OMS alerta países sobre diretrizes para conter hantavírus após repatriação de cruzeiro
Diretor da OMS enfatiza que o trabalho não terminou e pede que nações sigam orientações para evitar novos casos.
O diretor-geral da Organização Mundial da Saúde (OMS), Tedros Adhanom Ghebreyesus, fez um apelo nesta terça-feira (12) para que os países adotem as diretrizes da entidade a fim de conter a disseminação do hantavírus. A declaração ocorreu após a repatriação de mais de 120 passageiros e tripulantes do cruzeiro Hondius, que enfrentou um surto da doença.
Durante uma coletiva de imprensa em Madri, Ghebreyesus afirmou que “o trabalho não terminou” e alertou que, embora não haja indícios de um surto de grande magnitude, a situação pode mudar. Ele destacou que, devido ao longo período de incubação do vírus, é possível que novos casos surjam nas próximas semanas.
A operação de repatriação, que se concluiu na noite de segunda-feira, trouxe de volta pessoas de cerca de 20 países. O cruzeiro, que partiu de Ushuaia, na Argentina, agora navega com uma tripulação reduzida em direção aos Países Baixos.

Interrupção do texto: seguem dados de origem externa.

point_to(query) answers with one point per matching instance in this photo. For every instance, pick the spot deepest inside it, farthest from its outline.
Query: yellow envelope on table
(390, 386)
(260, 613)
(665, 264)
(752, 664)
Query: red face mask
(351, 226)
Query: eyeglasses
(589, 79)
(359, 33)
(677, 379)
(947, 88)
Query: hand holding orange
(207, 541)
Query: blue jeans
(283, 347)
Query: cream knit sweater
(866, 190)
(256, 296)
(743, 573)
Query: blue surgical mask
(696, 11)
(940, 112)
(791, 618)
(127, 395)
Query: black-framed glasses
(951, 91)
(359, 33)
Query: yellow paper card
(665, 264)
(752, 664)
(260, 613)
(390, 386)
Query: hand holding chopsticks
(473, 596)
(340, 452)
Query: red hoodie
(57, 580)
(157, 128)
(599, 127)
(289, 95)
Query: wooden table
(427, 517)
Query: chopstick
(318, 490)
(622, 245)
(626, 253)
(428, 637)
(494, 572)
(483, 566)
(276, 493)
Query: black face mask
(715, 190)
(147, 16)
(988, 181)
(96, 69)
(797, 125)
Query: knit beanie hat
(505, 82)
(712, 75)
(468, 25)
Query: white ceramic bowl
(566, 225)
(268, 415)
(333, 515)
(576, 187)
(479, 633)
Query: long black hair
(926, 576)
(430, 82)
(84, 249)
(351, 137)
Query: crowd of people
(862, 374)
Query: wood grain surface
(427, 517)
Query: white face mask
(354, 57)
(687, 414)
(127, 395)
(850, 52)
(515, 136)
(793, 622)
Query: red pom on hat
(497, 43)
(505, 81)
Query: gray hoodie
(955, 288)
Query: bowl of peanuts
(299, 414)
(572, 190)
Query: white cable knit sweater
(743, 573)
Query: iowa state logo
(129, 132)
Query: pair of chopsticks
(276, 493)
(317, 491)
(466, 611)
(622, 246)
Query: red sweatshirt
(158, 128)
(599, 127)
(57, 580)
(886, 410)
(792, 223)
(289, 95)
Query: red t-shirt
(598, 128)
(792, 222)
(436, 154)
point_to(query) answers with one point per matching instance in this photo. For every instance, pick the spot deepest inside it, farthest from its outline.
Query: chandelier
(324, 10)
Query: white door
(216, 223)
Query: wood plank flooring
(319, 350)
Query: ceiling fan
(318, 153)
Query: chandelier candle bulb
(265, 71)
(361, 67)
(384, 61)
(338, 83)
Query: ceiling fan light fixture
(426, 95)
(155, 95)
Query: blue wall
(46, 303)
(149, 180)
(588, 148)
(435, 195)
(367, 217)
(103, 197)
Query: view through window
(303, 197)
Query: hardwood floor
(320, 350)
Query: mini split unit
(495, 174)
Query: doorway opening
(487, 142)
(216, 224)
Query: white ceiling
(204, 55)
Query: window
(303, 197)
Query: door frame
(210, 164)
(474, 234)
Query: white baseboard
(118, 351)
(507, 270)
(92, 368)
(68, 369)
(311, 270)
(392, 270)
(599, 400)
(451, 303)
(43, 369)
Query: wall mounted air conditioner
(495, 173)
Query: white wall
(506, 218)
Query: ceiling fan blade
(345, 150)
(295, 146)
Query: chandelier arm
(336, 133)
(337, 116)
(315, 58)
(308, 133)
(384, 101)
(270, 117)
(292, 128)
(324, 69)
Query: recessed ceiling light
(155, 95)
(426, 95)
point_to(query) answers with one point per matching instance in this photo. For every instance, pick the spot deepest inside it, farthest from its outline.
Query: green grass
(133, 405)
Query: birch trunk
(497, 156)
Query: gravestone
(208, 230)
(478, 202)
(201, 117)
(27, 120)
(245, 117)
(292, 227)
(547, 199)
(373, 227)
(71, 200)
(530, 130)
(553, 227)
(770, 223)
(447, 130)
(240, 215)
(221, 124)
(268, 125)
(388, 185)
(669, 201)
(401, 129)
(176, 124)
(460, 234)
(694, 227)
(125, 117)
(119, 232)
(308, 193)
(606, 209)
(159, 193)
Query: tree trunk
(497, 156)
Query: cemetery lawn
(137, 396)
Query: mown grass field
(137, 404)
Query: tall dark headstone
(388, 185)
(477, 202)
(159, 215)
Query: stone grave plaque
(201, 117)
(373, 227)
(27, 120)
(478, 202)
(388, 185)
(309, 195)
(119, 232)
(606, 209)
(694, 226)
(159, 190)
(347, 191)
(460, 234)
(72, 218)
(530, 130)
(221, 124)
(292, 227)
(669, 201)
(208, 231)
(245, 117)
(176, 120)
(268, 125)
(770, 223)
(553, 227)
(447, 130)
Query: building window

Até o momento, três dos evacuados testaram positivo para hantavírus: uma francesa, um americano e um espanhol. No total, foram confirmados sete casos da doença, além de um caso provável e três mortes relacionadas.
Em relação aos protocolos de segurança, Ghebreyesus enfatizou que a OMS possui orientações claras que os países devem seguir. Contudo, ele reconheceu que as nações têm “soberania” e não podem ser obrigadas a adotar as diretrizes da OMS.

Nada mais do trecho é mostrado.